Processo nº 4293/16.3T8STB.E1 Tribunal Judicial da Comarca de Setúbal – Instância Central – Juízo de Competência Comercial de Setúbal – J1 Acordam na Secção Cível do Tribunal da Relação de Évora: I – Relatório: No âmbito do processo de insolvência de (…), este veio interpor recurso da decisão que qualifica como culposa a insolvência.

No âmbito do procedimento de insolvência, o credor “(…) Banco, SA” requereu que fosse declarada a insolvência de (…) como culposa.

Para tanto alegou, em síntese, que a insolvência do devedor se enquadra no disposto nas alíneas b), d) e f) do n.º 2 do artigo 186º do Código da Insolvência e da Recuperação de Empresas.

A Administradora da Insolvência apresentou parecer, no qual afirma, em síntese, que o insolvente: (i) não detém qualquer património mobiliário sujeito a registo inscrito em seu nome desde 16/06/2016 por ter transmitido, sem contrapartidas pecuniárias, os veículos com matrícula (…)-HA, (…)-KB e (…)-AG (ii) celebrou o contrato de assunção e confissão de dívida de 19 de Setembro de 2014 na pendência e véspera de vencimento de inúmeros créditos de que se sabia devedor; e (iii) omitiu as informações relacionadas com as transmissões dos veículos.

O Ministério Público pronunciou-se no sentido de concordar com a qualificação proposta, concluindo estarem verificados os pressupostos das alíneas a) e d) do nºs 2 e 4 do artigo 186º do Código da Insolvência e da Recuperação de Empresas.

Uma vez citado, o insolvente contestou o incidente, justificando a razão de ter transmitido os veículos registados em seu nome e de haver assinado o contrato de assunção de dívida.

A comissão de credores não apresentou parecer.

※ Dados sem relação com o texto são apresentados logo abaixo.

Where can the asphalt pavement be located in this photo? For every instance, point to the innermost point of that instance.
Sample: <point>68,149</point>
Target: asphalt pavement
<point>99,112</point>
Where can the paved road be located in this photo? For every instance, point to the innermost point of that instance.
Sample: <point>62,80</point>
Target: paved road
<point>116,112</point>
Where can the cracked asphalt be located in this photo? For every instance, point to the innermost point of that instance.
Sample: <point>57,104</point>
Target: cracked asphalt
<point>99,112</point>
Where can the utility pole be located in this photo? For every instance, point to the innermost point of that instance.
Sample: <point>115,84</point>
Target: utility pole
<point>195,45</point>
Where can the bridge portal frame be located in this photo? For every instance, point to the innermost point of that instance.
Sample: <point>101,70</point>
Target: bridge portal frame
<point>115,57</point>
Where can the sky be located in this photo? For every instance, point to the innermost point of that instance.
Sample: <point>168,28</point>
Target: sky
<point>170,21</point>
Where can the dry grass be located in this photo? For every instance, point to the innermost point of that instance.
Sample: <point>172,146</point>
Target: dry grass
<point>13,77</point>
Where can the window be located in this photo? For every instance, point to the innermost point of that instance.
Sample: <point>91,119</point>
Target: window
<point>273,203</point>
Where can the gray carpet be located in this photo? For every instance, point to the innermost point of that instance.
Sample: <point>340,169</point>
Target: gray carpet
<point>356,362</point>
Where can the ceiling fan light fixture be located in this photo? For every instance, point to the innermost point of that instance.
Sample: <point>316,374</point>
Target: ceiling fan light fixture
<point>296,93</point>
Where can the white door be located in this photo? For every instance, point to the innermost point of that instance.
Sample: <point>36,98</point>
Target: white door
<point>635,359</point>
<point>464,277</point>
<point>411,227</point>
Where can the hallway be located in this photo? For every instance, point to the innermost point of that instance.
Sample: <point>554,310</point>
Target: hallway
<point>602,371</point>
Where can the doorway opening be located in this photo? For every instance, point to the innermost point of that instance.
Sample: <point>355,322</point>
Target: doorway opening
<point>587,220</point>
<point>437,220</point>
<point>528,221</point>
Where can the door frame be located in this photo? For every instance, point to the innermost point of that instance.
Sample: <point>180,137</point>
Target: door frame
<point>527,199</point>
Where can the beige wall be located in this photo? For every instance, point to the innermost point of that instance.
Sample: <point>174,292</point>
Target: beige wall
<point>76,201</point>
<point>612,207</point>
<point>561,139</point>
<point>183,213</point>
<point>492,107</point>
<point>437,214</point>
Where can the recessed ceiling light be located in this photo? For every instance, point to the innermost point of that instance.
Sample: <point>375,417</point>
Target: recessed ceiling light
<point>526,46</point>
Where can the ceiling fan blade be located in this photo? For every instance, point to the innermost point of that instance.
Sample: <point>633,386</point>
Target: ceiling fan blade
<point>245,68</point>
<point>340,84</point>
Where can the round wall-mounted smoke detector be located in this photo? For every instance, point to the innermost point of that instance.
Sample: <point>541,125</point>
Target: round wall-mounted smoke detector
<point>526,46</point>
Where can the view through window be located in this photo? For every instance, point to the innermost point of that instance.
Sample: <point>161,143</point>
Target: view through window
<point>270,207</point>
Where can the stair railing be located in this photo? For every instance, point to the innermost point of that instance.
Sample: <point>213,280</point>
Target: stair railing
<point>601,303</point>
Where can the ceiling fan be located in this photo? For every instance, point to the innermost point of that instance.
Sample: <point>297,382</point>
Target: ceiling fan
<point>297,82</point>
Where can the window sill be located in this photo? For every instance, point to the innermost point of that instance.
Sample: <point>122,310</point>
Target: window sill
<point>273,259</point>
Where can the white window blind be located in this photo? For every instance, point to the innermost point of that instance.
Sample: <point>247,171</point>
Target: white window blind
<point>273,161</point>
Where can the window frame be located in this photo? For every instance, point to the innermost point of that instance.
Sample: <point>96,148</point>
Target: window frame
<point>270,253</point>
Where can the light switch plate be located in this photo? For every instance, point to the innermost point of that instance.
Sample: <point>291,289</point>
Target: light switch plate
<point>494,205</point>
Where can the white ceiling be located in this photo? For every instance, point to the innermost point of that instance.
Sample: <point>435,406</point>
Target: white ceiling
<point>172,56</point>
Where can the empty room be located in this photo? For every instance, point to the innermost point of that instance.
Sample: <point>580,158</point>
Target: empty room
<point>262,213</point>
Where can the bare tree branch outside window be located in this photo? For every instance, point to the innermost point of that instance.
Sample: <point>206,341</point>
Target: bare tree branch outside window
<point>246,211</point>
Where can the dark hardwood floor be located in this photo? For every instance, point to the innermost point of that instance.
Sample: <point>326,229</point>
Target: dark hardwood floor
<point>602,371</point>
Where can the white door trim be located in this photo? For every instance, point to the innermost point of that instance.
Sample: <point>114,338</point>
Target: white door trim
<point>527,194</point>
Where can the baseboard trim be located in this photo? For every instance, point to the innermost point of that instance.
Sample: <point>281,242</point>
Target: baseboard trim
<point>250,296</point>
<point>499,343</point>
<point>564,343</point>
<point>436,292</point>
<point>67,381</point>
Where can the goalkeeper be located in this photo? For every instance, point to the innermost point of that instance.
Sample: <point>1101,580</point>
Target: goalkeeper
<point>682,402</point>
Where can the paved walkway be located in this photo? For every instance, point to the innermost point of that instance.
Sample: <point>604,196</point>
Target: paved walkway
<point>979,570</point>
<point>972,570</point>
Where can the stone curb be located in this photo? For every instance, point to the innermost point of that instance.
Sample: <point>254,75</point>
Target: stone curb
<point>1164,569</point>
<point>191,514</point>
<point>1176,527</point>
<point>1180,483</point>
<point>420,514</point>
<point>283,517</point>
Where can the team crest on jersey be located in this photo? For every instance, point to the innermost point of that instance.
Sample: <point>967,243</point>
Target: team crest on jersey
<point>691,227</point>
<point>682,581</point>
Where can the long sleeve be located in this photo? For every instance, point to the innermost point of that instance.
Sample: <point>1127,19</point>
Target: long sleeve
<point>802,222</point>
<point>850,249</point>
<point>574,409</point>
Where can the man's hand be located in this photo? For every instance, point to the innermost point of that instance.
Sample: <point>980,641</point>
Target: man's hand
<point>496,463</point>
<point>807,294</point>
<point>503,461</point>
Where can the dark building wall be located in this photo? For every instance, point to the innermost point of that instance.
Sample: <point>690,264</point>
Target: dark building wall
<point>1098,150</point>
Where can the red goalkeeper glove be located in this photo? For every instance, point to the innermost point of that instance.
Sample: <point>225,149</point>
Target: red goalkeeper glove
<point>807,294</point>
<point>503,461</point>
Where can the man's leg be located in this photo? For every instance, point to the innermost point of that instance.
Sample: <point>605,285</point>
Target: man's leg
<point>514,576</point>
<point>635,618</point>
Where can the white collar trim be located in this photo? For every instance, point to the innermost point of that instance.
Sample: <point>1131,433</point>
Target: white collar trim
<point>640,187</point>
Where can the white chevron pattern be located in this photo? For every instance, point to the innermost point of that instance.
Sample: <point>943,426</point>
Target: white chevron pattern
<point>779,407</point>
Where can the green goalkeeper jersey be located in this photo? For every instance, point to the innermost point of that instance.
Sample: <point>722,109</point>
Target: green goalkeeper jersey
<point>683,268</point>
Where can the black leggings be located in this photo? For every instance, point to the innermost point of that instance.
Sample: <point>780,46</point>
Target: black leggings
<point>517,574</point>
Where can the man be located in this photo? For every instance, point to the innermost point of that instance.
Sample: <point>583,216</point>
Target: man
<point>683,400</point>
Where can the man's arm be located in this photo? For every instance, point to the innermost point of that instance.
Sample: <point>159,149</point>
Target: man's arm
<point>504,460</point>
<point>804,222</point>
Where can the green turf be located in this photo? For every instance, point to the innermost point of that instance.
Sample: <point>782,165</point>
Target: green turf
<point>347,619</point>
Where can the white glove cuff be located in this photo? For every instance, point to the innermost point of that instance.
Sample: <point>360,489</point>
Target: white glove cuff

Ao abrigo do disposto no artigo 189º do Código da Insolvência e da Recuperação de Empresas, o Tribunal recorrido decidiu:

  1. Qualificar como culposa a insolvência de (…).

  2. Declarar (…) inibido para administrar património de terceiros e para o exercício do comércio, bem como para a ocupação de qualquer cargo de titular de órgão de sociedade comercial ou civil, associação ou fundação privada de actividade económica, empresa pública ou cooperativa, pelo período de 5 (cinco) anos.

    O recorrente não se conformou com a referida decisão e nas suas alegações apresentou as seguintes conclusões: I – A douta Sentença qualificou a insolvência como danosa por entender que a actuação do insolvente se insere na previsão legal das alíneas b), d) e f) do nº 2 do artigo 186.º do CIRE (Código de Insolvência e da Recuperação de Empresas).

    II – Entendendo que a celebração de um acordo de assunção de dívida com penhor e garantias em que o Insolvente outorga como gerente e por si, dando a um fornecedor das sociedades que gere – (…) –hipotecas de imóveis da sua propriedade são actos que preenchem esses normativos legais.

    III – O aqui insolvente não concorda com esta decisão por entender que a actuação do Insolvente não se integra na previsão legal destas normas.

    IV – Desde logo porque no que a alínea b) do n.º 2 do art.º 186º do CIRE diz respeito as hipotecas constituídas nesse acordo são maioritariamente hipotecas de segundo e terceiro grau.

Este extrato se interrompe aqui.